Writing Wednesdays: Different ways to start your book

September 21, 2016
Starting to write a novel is difficult enough, but how do you know HOW to start it? I share a few ideas in this post.

When you start writing a book it can be a really daunting moment. Whether it’s your first book or not. And I get asked fairly frequently: ‘How am I supposed to start my novel?’

Here’s my short answer: you can start your book in whichever way you want.

I remember hearing conflicting advice at school when I was younger. Don’t start your book with speech or a description or with the word ‘and’ or with action or with pathetic fallacy or the word ‘like’… I mean, what’s left after that?

You can start your book however you want. As I’ve said often in Writing Wednesdays posts: there are no real rules when it comes to writing.

If you start your story with speech and it’s no good, maybe that’s because of the way you’ve written it. Maybe you just need to reword your opening sentence for more impact. But the fact that it’s speech doesn’t automatically make it a bad opening. Does that make sense?

You might also like this post on how to write a good first line.

Since this is something I get asked about a lot, the rest of the post is going to be more giving you ideas on how to start your book than talking about what you should or shouldn’t do, because I thought that would be more helpful. 

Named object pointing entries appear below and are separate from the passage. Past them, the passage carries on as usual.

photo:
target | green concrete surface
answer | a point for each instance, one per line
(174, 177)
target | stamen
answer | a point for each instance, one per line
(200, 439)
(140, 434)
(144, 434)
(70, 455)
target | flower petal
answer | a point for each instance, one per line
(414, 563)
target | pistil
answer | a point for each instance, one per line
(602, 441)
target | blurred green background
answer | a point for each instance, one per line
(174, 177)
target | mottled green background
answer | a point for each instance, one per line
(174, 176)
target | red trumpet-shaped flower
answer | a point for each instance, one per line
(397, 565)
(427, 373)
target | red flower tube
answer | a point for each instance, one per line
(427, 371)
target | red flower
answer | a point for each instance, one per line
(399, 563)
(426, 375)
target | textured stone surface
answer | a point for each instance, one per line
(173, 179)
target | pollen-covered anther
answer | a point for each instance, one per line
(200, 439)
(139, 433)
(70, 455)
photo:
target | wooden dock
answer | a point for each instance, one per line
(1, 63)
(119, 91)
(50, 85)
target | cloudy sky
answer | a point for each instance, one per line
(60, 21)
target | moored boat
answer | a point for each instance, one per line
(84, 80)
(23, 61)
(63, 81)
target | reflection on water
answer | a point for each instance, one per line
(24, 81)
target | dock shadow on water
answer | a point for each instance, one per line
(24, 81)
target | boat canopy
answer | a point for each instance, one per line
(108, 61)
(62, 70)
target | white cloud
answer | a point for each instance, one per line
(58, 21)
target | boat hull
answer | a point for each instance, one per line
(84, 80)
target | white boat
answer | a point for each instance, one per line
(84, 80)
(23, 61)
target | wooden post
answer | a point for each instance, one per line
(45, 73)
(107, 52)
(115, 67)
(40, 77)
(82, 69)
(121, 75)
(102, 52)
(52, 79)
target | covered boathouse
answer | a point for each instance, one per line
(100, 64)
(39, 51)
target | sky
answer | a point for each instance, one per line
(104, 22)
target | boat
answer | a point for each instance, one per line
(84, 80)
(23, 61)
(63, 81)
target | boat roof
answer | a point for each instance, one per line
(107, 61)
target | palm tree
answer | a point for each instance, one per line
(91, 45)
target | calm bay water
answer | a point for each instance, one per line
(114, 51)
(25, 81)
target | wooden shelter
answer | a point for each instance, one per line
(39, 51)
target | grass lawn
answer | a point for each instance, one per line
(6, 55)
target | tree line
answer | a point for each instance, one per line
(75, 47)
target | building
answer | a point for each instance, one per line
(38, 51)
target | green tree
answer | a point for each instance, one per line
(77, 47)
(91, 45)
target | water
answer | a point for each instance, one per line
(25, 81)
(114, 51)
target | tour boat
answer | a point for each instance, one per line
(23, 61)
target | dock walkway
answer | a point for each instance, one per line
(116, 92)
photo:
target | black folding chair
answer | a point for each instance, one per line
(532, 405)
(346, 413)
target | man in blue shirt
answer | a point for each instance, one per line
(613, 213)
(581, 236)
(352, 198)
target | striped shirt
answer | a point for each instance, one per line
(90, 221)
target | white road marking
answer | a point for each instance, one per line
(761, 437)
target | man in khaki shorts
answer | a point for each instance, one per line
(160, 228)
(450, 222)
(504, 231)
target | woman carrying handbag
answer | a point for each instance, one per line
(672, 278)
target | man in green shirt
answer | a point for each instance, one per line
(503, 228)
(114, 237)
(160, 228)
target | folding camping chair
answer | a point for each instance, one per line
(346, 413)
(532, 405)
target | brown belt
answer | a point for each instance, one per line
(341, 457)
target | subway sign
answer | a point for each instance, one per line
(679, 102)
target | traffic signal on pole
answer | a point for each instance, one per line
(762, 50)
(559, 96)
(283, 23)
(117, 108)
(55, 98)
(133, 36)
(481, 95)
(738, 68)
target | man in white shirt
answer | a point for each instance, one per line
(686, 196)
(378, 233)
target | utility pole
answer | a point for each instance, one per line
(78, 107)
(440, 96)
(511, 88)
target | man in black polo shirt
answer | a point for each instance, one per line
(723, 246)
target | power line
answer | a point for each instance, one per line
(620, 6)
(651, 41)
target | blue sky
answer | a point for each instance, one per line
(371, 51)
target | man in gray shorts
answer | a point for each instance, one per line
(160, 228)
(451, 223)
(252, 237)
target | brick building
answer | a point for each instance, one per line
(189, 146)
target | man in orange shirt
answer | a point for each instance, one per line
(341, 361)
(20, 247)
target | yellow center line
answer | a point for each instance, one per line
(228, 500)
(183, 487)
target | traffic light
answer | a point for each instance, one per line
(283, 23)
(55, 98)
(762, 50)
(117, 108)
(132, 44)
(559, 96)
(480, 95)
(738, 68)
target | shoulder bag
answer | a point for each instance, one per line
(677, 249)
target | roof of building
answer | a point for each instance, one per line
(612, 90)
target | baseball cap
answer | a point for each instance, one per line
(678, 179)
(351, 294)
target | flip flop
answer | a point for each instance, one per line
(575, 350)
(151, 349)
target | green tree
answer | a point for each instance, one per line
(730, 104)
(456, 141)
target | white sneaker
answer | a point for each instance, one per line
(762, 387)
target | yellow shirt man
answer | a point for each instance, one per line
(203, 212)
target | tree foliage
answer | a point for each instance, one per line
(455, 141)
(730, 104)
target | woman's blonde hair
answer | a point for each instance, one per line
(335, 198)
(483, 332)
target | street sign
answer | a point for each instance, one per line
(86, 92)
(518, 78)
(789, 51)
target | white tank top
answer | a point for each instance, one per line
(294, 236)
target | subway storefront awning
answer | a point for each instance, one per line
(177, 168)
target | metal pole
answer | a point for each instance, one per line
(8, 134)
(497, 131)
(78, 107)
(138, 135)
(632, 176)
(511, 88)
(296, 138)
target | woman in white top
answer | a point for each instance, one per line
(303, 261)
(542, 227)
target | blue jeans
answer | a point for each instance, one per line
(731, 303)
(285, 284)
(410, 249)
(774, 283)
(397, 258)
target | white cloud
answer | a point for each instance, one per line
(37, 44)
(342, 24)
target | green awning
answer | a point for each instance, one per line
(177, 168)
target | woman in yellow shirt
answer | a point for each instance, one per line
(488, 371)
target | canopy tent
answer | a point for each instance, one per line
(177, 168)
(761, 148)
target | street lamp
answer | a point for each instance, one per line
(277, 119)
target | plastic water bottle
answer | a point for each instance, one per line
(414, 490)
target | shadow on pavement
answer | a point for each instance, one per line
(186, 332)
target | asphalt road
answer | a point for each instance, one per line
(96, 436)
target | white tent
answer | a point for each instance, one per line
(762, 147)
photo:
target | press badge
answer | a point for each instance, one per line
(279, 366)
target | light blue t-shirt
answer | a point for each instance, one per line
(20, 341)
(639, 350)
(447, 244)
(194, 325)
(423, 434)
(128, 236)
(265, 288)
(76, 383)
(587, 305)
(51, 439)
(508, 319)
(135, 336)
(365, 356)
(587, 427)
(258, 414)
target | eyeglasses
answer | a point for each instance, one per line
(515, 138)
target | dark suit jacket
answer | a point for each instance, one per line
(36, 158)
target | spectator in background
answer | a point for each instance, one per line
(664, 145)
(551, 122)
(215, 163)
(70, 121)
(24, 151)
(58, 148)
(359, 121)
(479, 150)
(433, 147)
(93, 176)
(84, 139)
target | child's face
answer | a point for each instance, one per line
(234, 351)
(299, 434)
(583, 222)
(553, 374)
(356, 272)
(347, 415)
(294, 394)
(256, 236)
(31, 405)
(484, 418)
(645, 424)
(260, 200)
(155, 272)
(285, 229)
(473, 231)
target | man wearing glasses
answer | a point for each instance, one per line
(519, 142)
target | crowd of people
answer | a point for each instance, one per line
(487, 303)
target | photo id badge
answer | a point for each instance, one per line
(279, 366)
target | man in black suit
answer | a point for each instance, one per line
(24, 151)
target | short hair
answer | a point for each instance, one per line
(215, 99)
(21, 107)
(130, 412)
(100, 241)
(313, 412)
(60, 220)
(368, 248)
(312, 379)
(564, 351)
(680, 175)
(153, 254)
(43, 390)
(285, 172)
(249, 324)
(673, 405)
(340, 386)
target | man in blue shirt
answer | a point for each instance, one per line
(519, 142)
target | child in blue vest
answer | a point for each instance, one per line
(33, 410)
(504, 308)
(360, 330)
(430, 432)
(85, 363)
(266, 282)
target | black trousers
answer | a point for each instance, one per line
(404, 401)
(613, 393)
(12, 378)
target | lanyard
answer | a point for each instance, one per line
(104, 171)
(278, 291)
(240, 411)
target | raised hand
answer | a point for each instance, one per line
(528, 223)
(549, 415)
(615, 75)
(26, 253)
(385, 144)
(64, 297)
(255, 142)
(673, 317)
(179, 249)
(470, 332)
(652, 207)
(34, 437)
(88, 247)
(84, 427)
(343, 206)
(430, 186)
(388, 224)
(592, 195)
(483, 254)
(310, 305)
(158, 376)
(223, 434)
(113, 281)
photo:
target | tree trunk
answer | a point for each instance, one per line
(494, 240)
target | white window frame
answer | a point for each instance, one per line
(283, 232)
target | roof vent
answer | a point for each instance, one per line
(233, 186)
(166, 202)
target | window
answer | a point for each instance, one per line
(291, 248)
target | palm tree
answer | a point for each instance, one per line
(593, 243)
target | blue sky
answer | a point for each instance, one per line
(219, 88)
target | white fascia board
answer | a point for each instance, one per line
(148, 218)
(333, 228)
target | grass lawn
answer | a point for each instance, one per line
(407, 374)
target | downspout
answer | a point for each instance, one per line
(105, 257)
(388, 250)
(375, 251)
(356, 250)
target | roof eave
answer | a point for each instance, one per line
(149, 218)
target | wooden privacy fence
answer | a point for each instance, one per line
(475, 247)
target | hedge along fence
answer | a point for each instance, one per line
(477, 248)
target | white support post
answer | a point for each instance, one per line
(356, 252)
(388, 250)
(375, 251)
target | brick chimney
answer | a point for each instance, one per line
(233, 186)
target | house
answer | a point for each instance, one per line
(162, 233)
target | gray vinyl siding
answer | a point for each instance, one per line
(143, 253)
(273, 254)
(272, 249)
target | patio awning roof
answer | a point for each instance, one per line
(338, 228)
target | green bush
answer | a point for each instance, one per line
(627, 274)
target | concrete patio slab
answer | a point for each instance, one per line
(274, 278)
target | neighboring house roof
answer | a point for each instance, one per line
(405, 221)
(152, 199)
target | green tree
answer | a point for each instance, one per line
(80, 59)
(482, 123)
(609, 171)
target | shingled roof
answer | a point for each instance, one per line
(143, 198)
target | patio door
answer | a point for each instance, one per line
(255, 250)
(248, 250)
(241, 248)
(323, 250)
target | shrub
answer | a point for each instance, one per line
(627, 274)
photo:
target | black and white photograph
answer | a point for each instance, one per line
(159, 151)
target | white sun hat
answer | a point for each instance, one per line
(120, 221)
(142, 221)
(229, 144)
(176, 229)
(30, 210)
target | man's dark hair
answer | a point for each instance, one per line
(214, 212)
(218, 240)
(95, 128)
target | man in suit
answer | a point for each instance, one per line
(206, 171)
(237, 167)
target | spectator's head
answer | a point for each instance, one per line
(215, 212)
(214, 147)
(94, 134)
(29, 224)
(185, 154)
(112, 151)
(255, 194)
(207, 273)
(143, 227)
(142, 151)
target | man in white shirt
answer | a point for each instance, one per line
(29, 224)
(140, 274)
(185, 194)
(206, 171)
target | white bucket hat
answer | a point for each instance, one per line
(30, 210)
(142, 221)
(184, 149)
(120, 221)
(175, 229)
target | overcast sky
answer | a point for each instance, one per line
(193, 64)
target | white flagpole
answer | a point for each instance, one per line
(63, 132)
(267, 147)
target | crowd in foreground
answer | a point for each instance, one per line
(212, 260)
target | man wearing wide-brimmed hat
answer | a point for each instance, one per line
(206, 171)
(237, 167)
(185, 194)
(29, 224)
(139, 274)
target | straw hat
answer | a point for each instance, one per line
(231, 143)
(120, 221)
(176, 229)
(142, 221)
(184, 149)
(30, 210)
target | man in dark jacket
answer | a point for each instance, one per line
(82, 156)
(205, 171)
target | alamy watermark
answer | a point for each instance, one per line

If you’d prefer advice on how to write a good opening line to your novel, I’d recommend you check out this Writing Wednesdays post instead.

Prologues: I only tend to use these when I’m writing historical fiction or fantasy, but you can make them work pretty much anywhere, I guess. Whether it’s a snippet of something that will happen later in the book, or something that happened in the past to your main characters or has an impact on them somehow, prologues can be a really useful tool.

Action: Whether it’s something like, ‘The explosion tore through the building’, or an –ing word, starting your book with action can throw your readers straight into the story before they’ve even met your characters. That’s not always a bad thing.

Speech: Actually, this can be a great way of introducing your characters, or part of your main storyline. It all depends on what you want to be said, but again, I want to reiterate that starting your book with speech and dialogue is completely allowed. The only thing I would say is to exercise caution: break the dialogue up with some actions, some description on the setting, maybe throw a name in there. If your whole first page is eighteen lines of dialogue thrown back and forth with nothing else, it might confuse your readers and not engage them properly. But hey, it’s totally up to you.

You might also like this guest Writing Wednesday post by Non Pratt for some awesome advice on writing dialogue.

Pathetic fallacy: Again, nobody is going to stop you doing this! It’s definitely a great way of setting the scene. That’s why you see it so many times in books. It’s great for setting the tone as well as allowing you to set the scene and maybe introduce your characters.

Description: Again with setting the scene. (I’m pretty sure most opening lines in books are there to either set the scene/tone or introduce the characters.) I don’t think it matters if you set your story in the woods or a dystopian post-apocalyptic world or your average high school. If it feels like it works, then go for it. Whether you’re describing the setting or your character’s appearance.

You might also like this post for advice on setting the scene.

If you’re after more ideas, or maybe want more specific examples, I recommend you check out some books. Pick up books you own, or go to the library or the bookstore and just take a look at the first page of some of them. Particularly check out books in the genre you’re writing, but don’t discount books outside of your genre.

You might also like this post on why it’s important to read if you want to be a writer.

Ultimately, you’ve gotta do what feel right. Your writing is extremely personal and while you can appreciate the need for an editor and the input they’ll give you, nobody can write your book for you.*

(*I mean, unless you hire a ghost writer. But outside of celebrities who aren’t authors, this hardly ever happens. And I don’t mean co-authoring a book, because that involves both of you writing and both of you creating.)

Anyway. Nobody can write your book for you. Nobody is going to tell you how to start your book. Maybe you have to try a couple of different things before you find one that works for you, but try them! See what works! See what you like! Each story and each writer are different, after all.